The recent Court of Appeal decision in Owens v Owens has very clearly placed the spotlight on divorce and the anomaly which means that a marriage which has broken down ‘in fact’, has not necessarily reached the point of irretrievable breakdown ‘in law’.
Owens v Owens
The case of Owens v Owens  EWCA Civ 182 concerned a couple who had been married since 1978 and had 2 adult children. They separated in February 2015, although the wife, Tini Owens, had instructed solicitors to send a draft divorce petition to her husband, Hugh, in 2012. This was not pursued. The wife had an affair over 2012/2013. and finally filed a petition for divorce in May 2015 citing the irretrievable breakdown of the marriage based on her husband’s unreasonable behaviour. There is no doubt that Tini Owens was extremely unhappy in the marriage. However, her husband disputed the allegations that his behaviour was unreasonable and that his wife could no longer be expected to live with him. The judge agreed with the husband.
When the Court of Appeal heard the case – on Valentine’s Day of all days – they were asked to find that the judge had adopted a flawed process, in that:
- he failed to make essential findings of fact as to the husband’s behaviour, and as to the impact of that conduct on his wife;
- he had failed to undertake any proper assessment of the wife’s subjective characteristics;
- he had failed to undertake any assessment of the cumulative impact and effect on the wife of her husband’s behaviour; finally
- he had failed to apply the law properly to the facts.
As a subsidiary argument, counsel for Mrs Owens stated that her rights under Articles 8 and 12 of the European Convention of Human Rights were engaged. As such, the relevant authorities needed to be “reviewed in line with current thinking and social norms” to establish if they were consistent with the wife’s rights under the ECHR.
As many of you will have read in the press, the Court of Appeal was unable to allow the appeal. The decision made it clear that the Court’s role was to apply the law, not make the law, and the judge in the Central Family Court had correctly addressed the issues. He had made the findings of fact that were said to be missing; he had also addressed both the ‘objective’ and ‘subjective’ elements that go to establishing whether a marriage has irretrievably broken down. The judge agreed that in practice his decision left both parties “…stymied in lives neither of them wish to lead”, but he was unable to find that Mr Owens’ behaviour, as set out in the petition, was such that Mrs Owens could not “…reasonably be expected to live with the husband. The fact that she does not live with the husband has other causes.”
Grounds for divorce in 2017
While many people will say that their divorce is on grounds of ‘adultery’ or ‘unreasonable behaviour’, the legal basis for a divorce to be granted is that the relationship has irretrievably broken down. This irretrievable breakdown must be shown to be for one of 5 ‘facts’ – which is where the adultery, unreasonable behaviour, desertion or separation (either for 2 years, with consent, or 5 years without) comes in.
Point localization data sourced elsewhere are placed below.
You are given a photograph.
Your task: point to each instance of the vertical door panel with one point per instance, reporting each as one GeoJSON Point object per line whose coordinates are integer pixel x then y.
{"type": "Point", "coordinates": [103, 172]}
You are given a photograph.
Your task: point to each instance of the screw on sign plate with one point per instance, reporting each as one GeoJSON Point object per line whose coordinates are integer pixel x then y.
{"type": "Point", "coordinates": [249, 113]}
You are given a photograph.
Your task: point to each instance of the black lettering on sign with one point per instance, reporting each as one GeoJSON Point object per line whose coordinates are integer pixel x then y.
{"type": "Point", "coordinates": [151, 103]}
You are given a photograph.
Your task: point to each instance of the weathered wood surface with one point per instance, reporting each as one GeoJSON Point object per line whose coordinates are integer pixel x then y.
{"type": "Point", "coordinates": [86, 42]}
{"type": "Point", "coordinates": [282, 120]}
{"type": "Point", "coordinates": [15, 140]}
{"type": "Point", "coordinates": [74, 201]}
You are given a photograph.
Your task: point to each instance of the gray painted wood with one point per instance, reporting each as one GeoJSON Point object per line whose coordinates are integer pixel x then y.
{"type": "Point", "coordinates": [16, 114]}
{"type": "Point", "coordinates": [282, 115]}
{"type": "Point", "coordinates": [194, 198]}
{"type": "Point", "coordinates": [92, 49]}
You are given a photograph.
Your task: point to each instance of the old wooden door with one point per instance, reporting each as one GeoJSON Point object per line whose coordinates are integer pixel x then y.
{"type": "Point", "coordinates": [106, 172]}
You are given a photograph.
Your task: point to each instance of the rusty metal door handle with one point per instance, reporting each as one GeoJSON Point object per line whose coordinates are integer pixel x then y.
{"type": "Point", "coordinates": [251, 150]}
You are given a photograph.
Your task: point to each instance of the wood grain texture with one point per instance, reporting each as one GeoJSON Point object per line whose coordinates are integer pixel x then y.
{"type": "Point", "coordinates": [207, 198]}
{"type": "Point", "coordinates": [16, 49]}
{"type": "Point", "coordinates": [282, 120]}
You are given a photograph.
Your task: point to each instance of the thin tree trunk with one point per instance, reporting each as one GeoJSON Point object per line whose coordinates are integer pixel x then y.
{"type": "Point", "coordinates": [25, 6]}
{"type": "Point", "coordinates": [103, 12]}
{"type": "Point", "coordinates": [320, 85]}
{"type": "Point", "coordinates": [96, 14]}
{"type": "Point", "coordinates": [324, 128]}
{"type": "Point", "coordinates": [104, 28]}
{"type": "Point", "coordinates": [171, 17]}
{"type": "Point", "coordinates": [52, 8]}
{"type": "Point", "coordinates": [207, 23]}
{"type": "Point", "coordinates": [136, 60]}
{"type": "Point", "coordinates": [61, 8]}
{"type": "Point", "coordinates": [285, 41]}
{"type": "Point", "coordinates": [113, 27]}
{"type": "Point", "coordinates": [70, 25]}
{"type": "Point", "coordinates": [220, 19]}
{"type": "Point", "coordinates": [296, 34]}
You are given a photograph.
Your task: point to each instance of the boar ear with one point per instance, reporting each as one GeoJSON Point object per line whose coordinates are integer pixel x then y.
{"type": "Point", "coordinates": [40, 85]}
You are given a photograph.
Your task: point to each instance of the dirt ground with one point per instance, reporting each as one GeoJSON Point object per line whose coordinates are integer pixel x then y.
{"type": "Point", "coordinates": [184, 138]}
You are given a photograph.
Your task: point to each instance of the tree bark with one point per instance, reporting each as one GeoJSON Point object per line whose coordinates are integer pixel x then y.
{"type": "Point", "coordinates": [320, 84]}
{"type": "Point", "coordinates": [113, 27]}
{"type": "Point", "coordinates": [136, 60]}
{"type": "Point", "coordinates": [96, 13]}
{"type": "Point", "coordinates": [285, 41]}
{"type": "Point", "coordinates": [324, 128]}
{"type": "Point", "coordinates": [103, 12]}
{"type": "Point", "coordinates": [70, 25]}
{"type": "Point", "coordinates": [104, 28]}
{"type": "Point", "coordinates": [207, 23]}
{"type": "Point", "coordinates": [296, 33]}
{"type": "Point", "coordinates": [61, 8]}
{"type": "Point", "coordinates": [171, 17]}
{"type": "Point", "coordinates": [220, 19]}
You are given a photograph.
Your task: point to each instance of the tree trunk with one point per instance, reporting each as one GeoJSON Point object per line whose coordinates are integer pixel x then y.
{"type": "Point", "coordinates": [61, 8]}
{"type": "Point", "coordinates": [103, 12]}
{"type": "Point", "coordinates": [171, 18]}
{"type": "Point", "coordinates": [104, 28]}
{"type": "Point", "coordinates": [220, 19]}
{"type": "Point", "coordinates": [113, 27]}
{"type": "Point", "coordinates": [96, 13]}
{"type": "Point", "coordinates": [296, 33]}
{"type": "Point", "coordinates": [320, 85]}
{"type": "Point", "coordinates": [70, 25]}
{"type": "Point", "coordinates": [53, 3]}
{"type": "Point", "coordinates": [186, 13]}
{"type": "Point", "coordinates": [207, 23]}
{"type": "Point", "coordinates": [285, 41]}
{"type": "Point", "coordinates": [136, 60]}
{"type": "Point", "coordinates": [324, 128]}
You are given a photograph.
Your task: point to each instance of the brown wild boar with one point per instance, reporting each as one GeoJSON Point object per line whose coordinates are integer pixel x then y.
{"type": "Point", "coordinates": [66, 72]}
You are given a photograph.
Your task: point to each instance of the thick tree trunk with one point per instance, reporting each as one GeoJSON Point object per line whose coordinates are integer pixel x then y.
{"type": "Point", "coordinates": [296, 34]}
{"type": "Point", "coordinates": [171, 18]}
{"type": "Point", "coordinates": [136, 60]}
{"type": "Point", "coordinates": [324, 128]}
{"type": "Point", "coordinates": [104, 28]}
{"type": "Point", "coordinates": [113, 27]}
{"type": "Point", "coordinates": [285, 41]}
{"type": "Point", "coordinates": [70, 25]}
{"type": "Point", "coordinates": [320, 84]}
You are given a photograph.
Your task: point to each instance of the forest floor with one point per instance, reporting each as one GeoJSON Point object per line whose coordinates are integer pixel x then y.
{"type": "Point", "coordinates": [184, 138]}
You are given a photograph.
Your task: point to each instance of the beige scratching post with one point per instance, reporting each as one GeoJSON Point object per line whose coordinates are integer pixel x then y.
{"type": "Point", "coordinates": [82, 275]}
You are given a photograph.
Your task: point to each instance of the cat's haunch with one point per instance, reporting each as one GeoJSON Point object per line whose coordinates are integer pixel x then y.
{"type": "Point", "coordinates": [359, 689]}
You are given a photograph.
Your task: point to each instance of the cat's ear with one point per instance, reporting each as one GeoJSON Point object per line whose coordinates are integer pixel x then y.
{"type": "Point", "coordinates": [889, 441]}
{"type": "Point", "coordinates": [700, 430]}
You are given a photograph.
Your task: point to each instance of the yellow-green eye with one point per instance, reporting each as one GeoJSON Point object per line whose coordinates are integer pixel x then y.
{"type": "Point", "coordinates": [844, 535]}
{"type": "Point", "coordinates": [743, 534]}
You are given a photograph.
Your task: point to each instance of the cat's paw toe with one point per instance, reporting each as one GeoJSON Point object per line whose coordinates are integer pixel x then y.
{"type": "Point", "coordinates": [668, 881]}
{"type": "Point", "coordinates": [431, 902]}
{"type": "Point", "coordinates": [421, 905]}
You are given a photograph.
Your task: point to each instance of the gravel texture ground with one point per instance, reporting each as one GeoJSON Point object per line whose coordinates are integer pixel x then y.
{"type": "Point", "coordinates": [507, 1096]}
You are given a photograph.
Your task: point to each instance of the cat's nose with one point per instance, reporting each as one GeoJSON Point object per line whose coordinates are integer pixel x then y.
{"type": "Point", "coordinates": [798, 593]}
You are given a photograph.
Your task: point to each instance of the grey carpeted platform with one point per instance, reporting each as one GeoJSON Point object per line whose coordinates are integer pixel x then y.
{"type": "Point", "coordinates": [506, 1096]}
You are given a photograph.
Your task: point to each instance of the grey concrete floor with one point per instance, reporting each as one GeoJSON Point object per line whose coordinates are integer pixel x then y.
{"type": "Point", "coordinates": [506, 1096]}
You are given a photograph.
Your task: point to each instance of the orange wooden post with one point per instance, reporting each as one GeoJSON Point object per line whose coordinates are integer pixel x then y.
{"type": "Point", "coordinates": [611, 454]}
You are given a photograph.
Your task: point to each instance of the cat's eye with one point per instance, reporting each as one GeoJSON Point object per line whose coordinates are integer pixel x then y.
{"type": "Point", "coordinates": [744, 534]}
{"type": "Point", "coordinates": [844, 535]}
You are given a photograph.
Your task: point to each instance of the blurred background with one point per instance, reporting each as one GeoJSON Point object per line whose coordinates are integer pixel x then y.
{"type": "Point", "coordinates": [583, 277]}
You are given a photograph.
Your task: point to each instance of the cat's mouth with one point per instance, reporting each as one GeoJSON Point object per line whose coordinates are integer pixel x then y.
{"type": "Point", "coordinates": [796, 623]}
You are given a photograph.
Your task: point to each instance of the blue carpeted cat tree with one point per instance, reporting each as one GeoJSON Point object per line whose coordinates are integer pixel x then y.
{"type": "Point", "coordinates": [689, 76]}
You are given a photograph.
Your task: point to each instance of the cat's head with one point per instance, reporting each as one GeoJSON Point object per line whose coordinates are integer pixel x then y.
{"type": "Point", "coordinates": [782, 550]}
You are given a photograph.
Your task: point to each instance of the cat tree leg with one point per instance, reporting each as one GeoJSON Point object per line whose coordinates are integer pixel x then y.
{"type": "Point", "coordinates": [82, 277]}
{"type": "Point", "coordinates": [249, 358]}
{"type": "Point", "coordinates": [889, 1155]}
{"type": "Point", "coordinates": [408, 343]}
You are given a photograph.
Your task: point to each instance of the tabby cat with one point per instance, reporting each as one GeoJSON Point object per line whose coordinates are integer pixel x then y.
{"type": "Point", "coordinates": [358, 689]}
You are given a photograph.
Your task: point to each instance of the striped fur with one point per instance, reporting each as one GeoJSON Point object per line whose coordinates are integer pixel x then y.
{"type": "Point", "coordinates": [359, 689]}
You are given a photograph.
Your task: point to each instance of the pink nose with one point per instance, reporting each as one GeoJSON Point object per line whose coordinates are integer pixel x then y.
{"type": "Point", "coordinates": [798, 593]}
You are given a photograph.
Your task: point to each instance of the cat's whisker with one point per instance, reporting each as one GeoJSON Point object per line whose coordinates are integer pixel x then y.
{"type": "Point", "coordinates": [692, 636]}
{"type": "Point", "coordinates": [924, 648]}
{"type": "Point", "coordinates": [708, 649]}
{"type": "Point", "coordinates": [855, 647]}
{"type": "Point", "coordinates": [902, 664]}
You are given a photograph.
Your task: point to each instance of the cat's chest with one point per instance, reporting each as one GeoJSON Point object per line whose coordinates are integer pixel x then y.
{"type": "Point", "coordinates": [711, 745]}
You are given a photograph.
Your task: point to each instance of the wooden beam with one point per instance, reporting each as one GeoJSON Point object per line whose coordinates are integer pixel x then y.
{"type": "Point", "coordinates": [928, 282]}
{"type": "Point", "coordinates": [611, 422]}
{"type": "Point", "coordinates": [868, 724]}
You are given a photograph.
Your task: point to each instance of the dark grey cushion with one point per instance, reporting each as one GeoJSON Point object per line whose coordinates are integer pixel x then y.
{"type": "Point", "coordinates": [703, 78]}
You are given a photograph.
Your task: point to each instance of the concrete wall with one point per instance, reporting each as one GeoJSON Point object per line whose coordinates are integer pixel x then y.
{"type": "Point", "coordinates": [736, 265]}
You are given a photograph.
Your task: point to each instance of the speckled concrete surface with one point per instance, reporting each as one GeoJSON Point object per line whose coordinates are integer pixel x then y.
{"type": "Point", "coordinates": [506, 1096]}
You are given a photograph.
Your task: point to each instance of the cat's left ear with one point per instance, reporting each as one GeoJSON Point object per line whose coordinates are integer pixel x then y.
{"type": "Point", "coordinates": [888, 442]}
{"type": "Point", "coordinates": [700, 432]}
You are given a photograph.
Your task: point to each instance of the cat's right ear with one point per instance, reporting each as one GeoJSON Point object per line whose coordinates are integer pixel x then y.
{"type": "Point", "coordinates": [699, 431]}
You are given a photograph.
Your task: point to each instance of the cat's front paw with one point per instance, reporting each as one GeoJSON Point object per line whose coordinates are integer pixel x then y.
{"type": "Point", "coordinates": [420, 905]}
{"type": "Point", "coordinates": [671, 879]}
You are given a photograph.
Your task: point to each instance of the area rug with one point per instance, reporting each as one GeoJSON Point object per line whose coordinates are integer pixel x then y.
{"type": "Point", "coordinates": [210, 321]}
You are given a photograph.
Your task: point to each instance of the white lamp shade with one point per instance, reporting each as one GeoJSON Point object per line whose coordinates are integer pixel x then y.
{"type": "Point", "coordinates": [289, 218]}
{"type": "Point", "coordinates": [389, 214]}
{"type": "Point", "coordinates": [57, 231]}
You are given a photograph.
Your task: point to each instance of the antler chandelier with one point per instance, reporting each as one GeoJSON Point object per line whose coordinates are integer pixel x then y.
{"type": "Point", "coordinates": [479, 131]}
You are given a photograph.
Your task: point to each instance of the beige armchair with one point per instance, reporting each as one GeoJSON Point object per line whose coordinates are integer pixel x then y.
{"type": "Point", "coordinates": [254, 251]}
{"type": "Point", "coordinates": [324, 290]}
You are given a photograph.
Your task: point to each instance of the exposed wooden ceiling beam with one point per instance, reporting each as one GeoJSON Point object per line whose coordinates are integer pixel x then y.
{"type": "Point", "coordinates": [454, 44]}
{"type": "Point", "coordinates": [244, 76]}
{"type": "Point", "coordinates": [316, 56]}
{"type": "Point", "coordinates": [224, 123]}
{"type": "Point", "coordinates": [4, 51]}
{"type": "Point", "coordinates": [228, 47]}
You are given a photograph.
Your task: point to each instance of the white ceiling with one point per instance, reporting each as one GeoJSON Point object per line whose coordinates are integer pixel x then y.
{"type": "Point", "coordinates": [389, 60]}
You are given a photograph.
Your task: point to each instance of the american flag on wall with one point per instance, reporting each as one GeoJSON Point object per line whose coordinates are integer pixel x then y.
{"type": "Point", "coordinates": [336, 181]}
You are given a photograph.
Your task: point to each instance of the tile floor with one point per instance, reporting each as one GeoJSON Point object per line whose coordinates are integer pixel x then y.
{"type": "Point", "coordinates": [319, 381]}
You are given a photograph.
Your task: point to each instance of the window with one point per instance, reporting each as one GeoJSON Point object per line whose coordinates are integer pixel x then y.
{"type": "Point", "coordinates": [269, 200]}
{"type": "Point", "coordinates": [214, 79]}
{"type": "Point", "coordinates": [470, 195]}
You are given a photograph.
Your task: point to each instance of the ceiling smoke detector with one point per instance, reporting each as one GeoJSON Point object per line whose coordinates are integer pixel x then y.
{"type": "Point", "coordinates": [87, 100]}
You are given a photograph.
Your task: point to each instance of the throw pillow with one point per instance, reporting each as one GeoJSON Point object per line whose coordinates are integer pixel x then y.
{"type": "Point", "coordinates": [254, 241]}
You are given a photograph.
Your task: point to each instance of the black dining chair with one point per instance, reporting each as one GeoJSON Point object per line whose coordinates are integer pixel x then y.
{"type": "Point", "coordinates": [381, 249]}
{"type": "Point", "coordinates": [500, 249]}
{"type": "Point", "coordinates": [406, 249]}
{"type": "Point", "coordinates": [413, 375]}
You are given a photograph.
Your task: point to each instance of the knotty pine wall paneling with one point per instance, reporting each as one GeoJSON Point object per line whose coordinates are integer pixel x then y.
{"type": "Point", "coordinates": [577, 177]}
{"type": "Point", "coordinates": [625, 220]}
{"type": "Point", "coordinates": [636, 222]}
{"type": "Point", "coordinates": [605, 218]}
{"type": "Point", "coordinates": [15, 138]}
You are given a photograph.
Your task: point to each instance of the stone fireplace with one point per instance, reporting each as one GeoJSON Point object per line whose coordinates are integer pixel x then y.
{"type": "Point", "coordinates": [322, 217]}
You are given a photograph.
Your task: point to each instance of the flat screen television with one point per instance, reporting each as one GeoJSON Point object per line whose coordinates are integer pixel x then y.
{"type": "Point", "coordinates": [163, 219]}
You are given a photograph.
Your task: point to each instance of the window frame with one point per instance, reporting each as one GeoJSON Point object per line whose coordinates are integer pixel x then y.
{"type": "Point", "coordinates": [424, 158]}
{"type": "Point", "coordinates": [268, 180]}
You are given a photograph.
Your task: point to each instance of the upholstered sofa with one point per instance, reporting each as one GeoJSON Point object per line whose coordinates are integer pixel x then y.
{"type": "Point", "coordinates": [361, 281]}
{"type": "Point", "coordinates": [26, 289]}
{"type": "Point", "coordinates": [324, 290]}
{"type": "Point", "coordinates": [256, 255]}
Although the legislation is stated to be ‘always speaking’ – allowing the courts to look at the law in the context of the current social standards and attitudes, the courts cannot change the law, only apply it.
When considering the irretrievable breakdown on grounds of unreasonable behaviour, the courts must look at the context of the parties involved and of their marriage. The question to ask is whether, in the particular marriage, and in relation to the particular couple, all the circumstances, and the cumulative effect of the behaviour complained of, has the respondent behaved in such a way that the petitioner cannot reasonably be expected to live with the respondent. In Owens v Owens, the original judge found that the behaviour complained of was, in all the circumstances, not such behaviour. It was not unreasonable to expect Tini Owens to continue to live with Hugh Owens. The fact that she did not wish to do so was another matter, but not one on which the court could base a divorce. In the absence of the husband consenting to divorce, she would eventually be able to obtain a decree nisi after 5 years’ separation.
The need for a ‘no fault’ divorce
While the Court of Appeal was unable to overturn the original decision, the judges did go on to express a view that the laws relating to divorce were out of date. In reality, it is unusual to come across a defended divorce such as this. The majority of couples basing irretrievable breakdown on unreasonable behaviour will collude in the creation of a divorce petition that treads a line citing sufficient unreasonable behaviour and the assertion that it is no longer reasonable to expect the petitioner to continue to live with the respondent to allow the courts to grant the divorce, without going into too much detail.
The Court of Appeal recognised this ‘fiction’ in its judgment – without criticism. In fact, they likened it to the practice in the early 20th Century of the ‘hotel divorce’, by which one party would pretend adultery for the purposes of achieving the facts necessary to grant the divorce.
As the law moves to finding less acrimonious and more constructive ways of achieving divorce, for example through use of dispute resolution, it has been recognised that the less contention involved, the more likely it is to achieve a swift and practical resolution which will work for the parties going forward. This is particularly helpful where children are involved.
Many family lawyers, myself included, support the work of Resolution to achieve a ‘no fault’ divorce. The ‘No Fault Divorce’ bill presented to Parliament in October 2015 failed to pass the first reading in the House of Commons. Sadly, the day after the Court of Appeal hearing in Owens v Owens, a written Parliamentary answer stated that there were no plans to change the existing law on divorce.
The facts and the decision in Owens v Owens highlight the inadequate nature of the divorce laws in today’s climate. The Court of Appeal recognised the problem, and we will continue to lobby for the changes that are needed.